This is our implementation of PILCO from Deisenroth, et al.
The implementation is largely based on the matlab code and the PhD thesis of Deisenroth.
Other cool implementations can be found here and here.
- controller: Controller/policy models.
- cost_functions: Cost functions for computing a trajectory's performance.
- gaussian_process: (Sparse) Gaussian Process models for learning dynamics and RBF policy.
- kernel: Kernel functions for Gaussian Process models.
- test: Test cases to ensure the implementation is working as intended.
- util: Helper methods to make main code more readable.
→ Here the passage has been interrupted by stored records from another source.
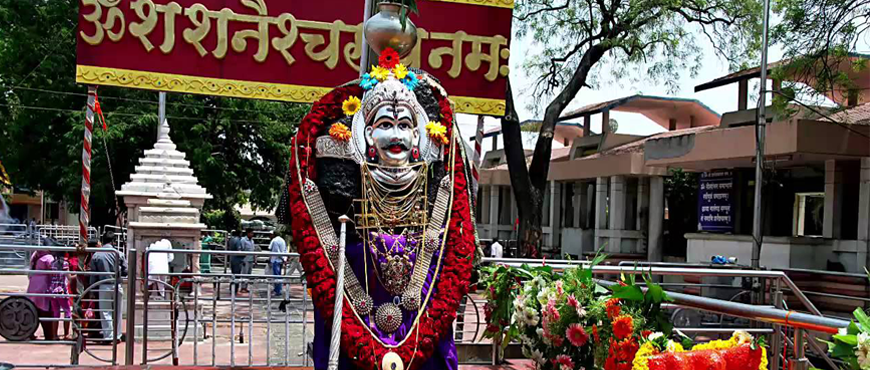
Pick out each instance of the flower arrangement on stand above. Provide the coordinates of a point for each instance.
(568, 320)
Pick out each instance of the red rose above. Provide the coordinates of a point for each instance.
(389, 58)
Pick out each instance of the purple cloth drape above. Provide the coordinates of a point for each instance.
(444, 356)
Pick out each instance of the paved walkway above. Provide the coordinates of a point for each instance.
(262, 343)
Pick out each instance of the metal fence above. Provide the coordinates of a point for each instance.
(201, 319)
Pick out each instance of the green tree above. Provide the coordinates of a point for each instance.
(238, 148)
(651, 39)
(818, 36)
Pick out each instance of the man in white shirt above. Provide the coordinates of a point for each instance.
(496, 250)
(158, 263)
(277, 245)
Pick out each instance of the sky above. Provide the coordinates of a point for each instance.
(721, 99)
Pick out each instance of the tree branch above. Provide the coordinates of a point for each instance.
(540, 167)
(515, 155)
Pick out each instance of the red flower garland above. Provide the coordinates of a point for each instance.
(452, 283)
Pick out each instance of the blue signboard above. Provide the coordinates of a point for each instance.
(715, 202)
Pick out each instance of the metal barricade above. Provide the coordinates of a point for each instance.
(120, 241)
(223, 319)
(105, 307)
(64, 234)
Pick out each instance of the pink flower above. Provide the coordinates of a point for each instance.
(563, 362)
(573, 302)
(577, 335)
- Activate the anaconda environment
source activate my_env
- Execute the pilco_runner script (the default environment is CartpoleStabShort-v0)
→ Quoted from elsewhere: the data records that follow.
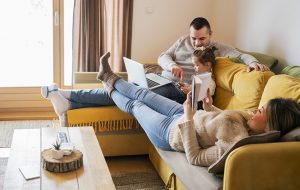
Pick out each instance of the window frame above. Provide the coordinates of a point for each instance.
(17, 102)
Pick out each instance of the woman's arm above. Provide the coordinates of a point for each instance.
(207, 103)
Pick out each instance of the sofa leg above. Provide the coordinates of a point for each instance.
(172, 177)
(63, 120)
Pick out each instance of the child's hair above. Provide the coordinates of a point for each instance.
(206, 55)
(283, 115)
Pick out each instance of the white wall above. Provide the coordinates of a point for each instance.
(266, 26)
(158, 23)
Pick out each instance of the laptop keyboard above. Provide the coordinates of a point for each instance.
(151, 83)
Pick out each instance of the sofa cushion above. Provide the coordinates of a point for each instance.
(267, 60)
(292, 71)
(272, 136)
(237, 88)
(293, 135)
(281, 86)
(192, 177)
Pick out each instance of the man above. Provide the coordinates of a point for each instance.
(177, 60)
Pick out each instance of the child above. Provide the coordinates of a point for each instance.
(204, 61)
Training run from scratch:
python3 my/path/to/pilco_runner.py
Training run from an existing policy:
python3 my/path/to/pilco_runner.py --weight-dir my_model_directory
More console arguments (e.g. hyperparameter changes) can be added to the run, for details see
python3 my/path/to/pilco_runner.py --help
- Activate the anaconda environment
source activate my_env
- Execute the pilco_runner script
python3 my/path/to/pilco_runner.py --weight-dir my_model_directory --test
e.g. load pretrained models in test mode:
python3 pilco_runner.py --env-name CartpoleStabShort-v0 --test --max-action 5 --weight-dir experiments/best_models/pilco/stabilization/sparse_gp_50hz/
python3 pilco_runner.py --env-name CartpoleSwingShort-v0 --test --max-action 10 --weight-dir experiments/best_models/pilco/swing_up/sparse_gp_100hz/
python3 pilco_runner.py --env-name Qube-v0 --test --weight-dir experiments/best_models/pilco/qube/sparse_gp_100hz/